Sometimes, when you haven't been laid in a while (or when you are only having sex because omg fine, just shut the fuck up about it already), you let some of your grooming habits slide. Eventually though, you get to a point where you realize that your pubes are like 6 inches long and maybe you should do something about that. I had that realization a few weeks ago.
Usually I just shave the lady parts, but I decided I wanted to buy a trimmer. I work in NYC and there are at least 6 drugstores in a 4 block radius, so I expected to find exactly what I wanted rather easily. That was not the case. Apparently, the ladies of this great city prefer their pubic hair trimmers to be fancy, expensive, and much larger than is absolutely necessary (insert dick joke here).
This was clearly not something I needed immediately, so I didn't think much of it. I figured I'd find what I wanted in Jersey one day. Then yesterday I was taking a walk on my lunch break and went outside of my usual 5 block perimeter and came across a CVS I hadn't checked out before. I figured I would see if they had what I wanted.

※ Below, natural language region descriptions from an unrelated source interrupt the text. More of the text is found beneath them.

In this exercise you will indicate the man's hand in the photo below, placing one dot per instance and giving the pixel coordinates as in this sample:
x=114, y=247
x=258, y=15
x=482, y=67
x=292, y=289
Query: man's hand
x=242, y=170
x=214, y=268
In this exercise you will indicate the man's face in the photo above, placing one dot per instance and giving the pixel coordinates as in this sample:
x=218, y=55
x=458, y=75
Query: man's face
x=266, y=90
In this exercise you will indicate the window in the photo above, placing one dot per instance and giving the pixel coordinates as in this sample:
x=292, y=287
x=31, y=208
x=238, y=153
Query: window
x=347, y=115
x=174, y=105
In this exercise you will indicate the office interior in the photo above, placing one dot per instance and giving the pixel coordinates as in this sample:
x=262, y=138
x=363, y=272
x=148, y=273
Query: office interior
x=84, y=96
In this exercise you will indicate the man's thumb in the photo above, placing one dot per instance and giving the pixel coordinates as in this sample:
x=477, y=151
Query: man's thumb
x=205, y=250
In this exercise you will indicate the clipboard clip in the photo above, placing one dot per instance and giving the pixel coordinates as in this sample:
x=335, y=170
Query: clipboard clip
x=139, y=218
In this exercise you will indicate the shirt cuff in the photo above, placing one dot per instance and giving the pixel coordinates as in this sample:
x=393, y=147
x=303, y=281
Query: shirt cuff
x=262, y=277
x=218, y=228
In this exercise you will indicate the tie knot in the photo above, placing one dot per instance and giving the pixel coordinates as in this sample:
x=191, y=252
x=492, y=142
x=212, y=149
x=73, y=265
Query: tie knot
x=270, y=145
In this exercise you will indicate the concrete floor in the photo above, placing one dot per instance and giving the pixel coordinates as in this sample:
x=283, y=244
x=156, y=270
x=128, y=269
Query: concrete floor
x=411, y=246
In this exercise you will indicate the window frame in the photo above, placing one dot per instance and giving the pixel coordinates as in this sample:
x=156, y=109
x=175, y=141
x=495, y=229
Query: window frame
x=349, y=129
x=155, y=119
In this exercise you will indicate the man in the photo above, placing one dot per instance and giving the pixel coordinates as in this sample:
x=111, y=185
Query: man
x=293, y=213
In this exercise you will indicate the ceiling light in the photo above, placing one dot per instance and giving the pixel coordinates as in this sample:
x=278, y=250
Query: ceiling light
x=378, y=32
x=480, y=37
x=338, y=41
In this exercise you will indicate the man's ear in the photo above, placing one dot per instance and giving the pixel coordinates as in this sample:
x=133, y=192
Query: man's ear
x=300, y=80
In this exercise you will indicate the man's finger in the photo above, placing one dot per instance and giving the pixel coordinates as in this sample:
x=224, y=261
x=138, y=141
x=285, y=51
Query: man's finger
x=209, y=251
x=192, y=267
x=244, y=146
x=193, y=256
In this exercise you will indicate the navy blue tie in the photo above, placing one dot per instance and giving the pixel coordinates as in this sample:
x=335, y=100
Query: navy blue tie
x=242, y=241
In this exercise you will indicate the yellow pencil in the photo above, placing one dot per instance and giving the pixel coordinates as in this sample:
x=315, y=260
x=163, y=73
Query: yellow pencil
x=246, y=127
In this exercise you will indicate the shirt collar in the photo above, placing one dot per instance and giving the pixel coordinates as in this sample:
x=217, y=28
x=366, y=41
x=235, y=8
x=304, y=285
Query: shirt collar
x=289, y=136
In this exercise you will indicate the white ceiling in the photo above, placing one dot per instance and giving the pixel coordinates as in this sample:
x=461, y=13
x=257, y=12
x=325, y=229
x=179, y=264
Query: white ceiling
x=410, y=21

To my surprise, they did have it. And at just $12, I knew I had finally filled my bush-removing needs. I went to grab it off the hook and realized that I couldn't get it off. The hook had a lock on the end of it. Have you seen this? I mean, at Walmart in the electronics department, sure. I can understand why they might lock up expensive electronics items. But in CVS? For a $12 pube trimmer? Really?
At that moment, I had to make a choice. I could be embarrassed and refuse to ask for help and walk out. Or I could put on my big girl panties and ask someone to unlock it for me. Because it WAS a CVS, I told myself I would make one loop around the store. In the unlikely event that I found someone who actually worked there, I would ask for help. Right as I completed my loop, as I made my way back to the aisle I started in, an employee appeared before me. In fact, he was in the aisle unlocking a mustache trimmer for some other customer.
I marched up to this middle-aged man and told him I needed him to get something for me. He cheerfully asked "ok, what did you need?". I gestured toward the end of the aisle with the lady products and he followed me there. "This one", I told him. "And thanks for locking up the pube trimmers so I had to ask for help".
He laughed, so I probably only made him a little uncomfortable. On the upside, my pubes aren't 6 inches long anymore.